After that, every English professor or student who hung back got a sharp look from the chairman. For lack of room, Harmony soon moved her class out into the halls of the Humanities building, although one professor pointed out that the university's insurance might not cover those who were injured while learning how to keep themselves from injury.

As they were driving home, Lance said hesitantly, “What's your daughter going to think of this protest?”

“Elena's known me all her life,” said Harmony cheerfully. “This is just what she'd expect.”

Lance sighed. “I've always liked to keep a low profile. It seems to me that after this, everyone in town will know the police think I killed my father.”

“The media will get hold of it anyway, and in the meantime, maybe we can force the police to let you attend your bicycle race.”

“Really?”

“Absolutely. There's nothing like a good protest to get the blood running and shake up the power structure. Enough so that they'll make concessions to shut us up.”

“I hope they don't put me in jail to shut me up,” said Lance. “People of my sexual orientation have a hard time in jail.”

“Well, dear, if they arrest you, we'll insist on solitary. Then you'll have all that time to write poetry. Think of what going to jail did for Oscar Wilde.”

“Yes,” said Lance. “He had to exile himself after he got out, and he died in a French apartment with dreadful wallpaper.”

“You went to that poetry reading, didn't you?” asked Elena when her mother got home. Harmony had been gone when Elena returned from work, late as usual.

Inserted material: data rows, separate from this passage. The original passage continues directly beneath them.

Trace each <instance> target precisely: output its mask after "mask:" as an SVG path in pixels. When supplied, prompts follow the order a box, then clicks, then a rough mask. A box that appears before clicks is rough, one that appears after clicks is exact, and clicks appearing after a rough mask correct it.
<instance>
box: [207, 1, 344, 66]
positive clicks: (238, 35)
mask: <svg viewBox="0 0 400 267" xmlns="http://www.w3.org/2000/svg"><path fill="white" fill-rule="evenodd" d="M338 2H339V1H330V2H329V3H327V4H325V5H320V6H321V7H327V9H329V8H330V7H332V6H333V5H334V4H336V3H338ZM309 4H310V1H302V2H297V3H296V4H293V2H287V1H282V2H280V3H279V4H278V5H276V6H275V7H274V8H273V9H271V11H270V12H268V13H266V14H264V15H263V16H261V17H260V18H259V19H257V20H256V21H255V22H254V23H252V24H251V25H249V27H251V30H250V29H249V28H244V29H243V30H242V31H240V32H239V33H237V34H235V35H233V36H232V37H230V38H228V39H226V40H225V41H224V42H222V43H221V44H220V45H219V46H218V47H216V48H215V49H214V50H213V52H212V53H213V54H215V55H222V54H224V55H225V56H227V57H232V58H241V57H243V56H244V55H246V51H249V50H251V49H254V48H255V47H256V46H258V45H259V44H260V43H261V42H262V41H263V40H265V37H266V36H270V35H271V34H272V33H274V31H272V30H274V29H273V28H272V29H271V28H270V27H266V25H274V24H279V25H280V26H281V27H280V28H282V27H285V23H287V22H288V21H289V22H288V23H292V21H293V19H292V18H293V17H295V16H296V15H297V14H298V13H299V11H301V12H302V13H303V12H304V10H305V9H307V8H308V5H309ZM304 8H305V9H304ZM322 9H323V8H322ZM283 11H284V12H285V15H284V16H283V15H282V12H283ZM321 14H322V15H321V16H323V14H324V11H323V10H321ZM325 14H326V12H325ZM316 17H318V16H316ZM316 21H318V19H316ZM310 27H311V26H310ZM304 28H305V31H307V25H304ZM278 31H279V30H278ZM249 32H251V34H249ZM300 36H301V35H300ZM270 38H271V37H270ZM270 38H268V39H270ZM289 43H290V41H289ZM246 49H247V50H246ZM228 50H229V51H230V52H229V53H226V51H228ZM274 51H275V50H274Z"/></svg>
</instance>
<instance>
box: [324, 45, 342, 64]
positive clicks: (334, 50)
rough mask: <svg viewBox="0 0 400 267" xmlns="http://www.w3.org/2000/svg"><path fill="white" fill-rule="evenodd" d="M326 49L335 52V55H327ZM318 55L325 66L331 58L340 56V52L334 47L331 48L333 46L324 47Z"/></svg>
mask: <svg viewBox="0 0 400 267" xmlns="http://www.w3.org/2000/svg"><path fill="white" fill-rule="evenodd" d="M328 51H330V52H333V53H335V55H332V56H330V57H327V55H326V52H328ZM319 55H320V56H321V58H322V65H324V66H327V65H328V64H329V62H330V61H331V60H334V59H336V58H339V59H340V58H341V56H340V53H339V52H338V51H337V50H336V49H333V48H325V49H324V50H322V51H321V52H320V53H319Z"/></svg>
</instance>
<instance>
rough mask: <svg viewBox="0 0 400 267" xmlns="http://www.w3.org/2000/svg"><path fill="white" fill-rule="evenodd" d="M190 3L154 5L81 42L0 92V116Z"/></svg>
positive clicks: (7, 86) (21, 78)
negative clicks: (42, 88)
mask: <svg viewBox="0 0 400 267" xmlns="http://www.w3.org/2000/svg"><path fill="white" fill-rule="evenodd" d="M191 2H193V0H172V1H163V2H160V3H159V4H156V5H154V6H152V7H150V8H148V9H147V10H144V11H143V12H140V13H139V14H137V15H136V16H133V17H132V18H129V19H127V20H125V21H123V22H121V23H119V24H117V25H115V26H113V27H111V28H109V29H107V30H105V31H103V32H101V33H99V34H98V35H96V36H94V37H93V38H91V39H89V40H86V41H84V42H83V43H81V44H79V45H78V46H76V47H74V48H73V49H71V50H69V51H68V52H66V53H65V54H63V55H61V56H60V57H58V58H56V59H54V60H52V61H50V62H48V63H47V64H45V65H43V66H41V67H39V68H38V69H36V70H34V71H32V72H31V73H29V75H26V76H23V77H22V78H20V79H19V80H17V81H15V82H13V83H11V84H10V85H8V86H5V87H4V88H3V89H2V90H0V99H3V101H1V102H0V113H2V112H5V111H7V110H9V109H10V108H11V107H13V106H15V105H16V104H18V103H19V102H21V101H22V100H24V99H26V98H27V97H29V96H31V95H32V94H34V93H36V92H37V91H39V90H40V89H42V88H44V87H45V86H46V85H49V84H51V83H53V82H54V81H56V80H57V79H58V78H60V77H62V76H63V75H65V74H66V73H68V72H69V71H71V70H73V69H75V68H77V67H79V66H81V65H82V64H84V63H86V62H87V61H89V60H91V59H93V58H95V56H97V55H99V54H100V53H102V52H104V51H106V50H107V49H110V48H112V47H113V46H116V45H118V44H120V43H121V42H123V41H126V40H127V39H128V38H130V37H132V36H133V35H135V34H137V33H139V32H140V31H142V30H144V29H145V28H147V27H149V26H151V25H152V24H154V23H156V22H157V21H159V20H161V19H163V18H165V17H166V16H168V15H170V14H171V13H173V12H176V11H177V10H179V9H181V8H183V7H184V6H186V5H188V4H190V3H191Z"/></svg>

“Of course, I did,” said Harmony. “And his poetry was delightful. It was a very interesting meeting.”

“I don't want to hear about it,” muttered Elena. “Did Dimitra go?”

“No, she had a date.”

“She went out with Omar again?”

“No, she went to a country-dancing club with a Mr. Tyler from the senior citizens center.”

“She can't dance,” said Elena. “She's in a walker.”

“I realize that, dear, but she'll enjoy the music.”

“For Pete's sake, Boris died Monday, and she's already had two dates. They're not even burying him until tomorrow. Isn't she supposed to be at the funeral parlor greeting the mourners?”

“She decided to cancel the visitation. The graveside ceremony's in the morning at Fort Bliss. Ten o'clock. I think you should try to be there, Elena.”